Neurodermitis-Symptome: Daran erkennt ihr die Hautkrankheit

Neurodermitis-Symptome sind vielfältig. Sie unterscheiden sich je nach Alter der Betroffenen und sind außerdem von Mensch zu Mensch verschieden. Mal zeigen sie sich nur an bestimmten Hautstellen, mal sind großflächige Hautbereiche betroffen. Zudem treten die Symptome bei einer Neurodermitis schubweise auf, das heißt, auf Phasen mit extremen Hautveränderungen wie Rötungen oder Juckreiz folgen Zeitabschnitte ohne Krankheitsanzeichen.

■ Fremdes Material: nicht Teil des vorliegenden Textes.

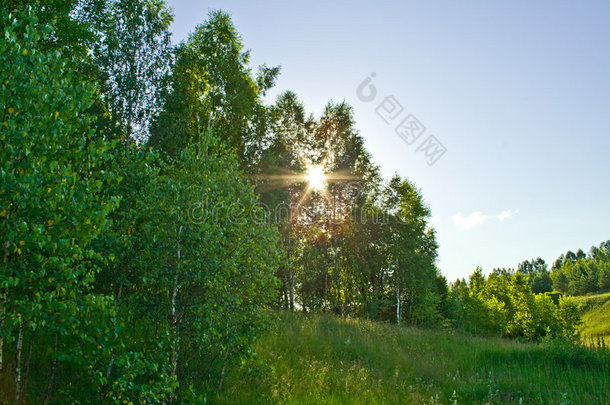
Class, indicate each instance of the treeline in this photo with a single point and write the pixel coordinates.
(503, 304)
(579, 273)
(153, 208)
(530, 302)
(111, 289)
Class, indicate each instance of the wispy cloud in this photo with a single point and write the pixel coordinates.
(507, 214)
(470, 221)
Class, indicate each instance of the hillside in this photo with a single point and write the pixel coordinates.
(595, 311)
(323, 359)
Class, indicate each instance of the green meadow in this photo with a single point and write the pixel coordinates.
(323, 359)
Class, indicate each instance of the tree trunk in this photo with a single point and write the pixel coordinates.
(174, 319)
(116, 336)
(53, 371)
(397, 295)
(27, 362)
(3, 309)
(397, 304)
(18, 363)
(291, 276)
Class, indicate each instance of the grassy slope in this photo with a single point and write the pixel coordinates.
(313, 359)
(596, 316)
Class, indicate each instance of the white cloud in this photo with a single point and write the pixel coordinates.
(469, 222)
(507, 214)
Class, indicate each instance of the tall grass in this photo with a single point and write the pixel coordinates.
(321, 359)
(595, 311)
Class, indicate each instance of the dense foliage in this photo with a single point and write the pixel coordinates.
(153, 208)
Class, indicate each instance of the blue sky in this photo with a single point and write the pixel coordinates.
(517, 92)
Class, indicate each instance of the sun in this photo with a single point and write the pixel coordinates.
(316, 178)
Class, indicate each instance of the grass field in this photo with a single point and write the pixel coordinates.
(321, 359)
(596, 317)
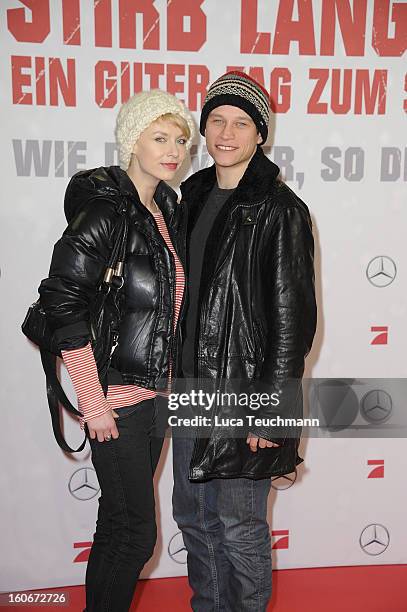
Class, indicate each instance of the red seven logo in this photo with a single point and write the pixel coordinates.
(84, 554)
(383, 336)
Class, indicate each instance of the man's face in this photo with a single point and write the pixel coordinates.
(231, 136)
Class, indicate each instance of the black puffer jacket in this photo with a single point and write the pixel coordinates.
(257, 311)
(93, 204)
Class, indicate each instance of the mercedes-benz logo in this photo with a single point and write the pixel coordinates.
(374, 539)
(83, 484)
(280, 483)
(177, 550)
(376, 406)
(381, 271)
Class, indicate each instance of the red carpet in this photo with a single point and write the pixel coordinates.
(341, 589)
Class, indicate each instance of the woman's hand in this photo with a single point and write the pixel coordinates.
(104, 427)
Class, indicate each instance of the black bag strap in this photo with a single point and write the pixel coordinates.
(55, 393)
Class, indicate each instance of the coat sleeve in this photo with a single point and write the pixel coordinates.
(78, 262)
(288, 277)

Folgende Symptome sind dabei immer wiederkehrend:

  • Trockene Haut: Die Haut im Gesicht und am Körper ist rau, schuppig und spannt. Hier haben wir Pflege-Tipps für schuppige Haut.
  • Entzündungen: Ein Leitsymptom der Neurodermitis sind entzündliche Ekzeme.
  • Juckende Haut: Mit dem Ekzem geht ein quälender Juckreiz einher, der die Betroffenen in der Nacht schlecht schlafen lässt und tagsüber die Konzentrationsfähigkeit raubt.
  • Rötungen: Vor allem das Gesicht zeigt gerötete Hautstellen auf.

Weitere Symptome einer Neurodermitis sind Hautverdickungen und -vergröberungen (sogenannte Lichenifikation), die im Bereich der Handgelenke, den Armbeugen und Kniekehlen auftreten sowie Knötchen, Pusteln oder nässende Bläschen.

Neurodermitis-Symptome bei Kindern

Oft beginnt die Neurodermitis bereits bei Säuglingen ab dem dritten Monat. Ein erster Hinweis können harte gelblich braune Schuppen auf der Kopfhaut sein, der so genannte "Milchschorf".

Typische Symptome sind:

  • Rötungen an den Wangen und auf der Kopfhaut
  • Beugeekzeme in den Falten etwa von Kniekehlen, Ellenbogen und Handgelenken und an den Knien, wenn die Kinder beginnen zu Krabbeln
  • Entzündungen im Mundbereich
  • entzündete, nässende Hautstellen an Augenlidern, Füßen, Oberschenkeln und Po

Hier haben wir Tipps, was was gegen Neurodermitis bei Kindern hilft.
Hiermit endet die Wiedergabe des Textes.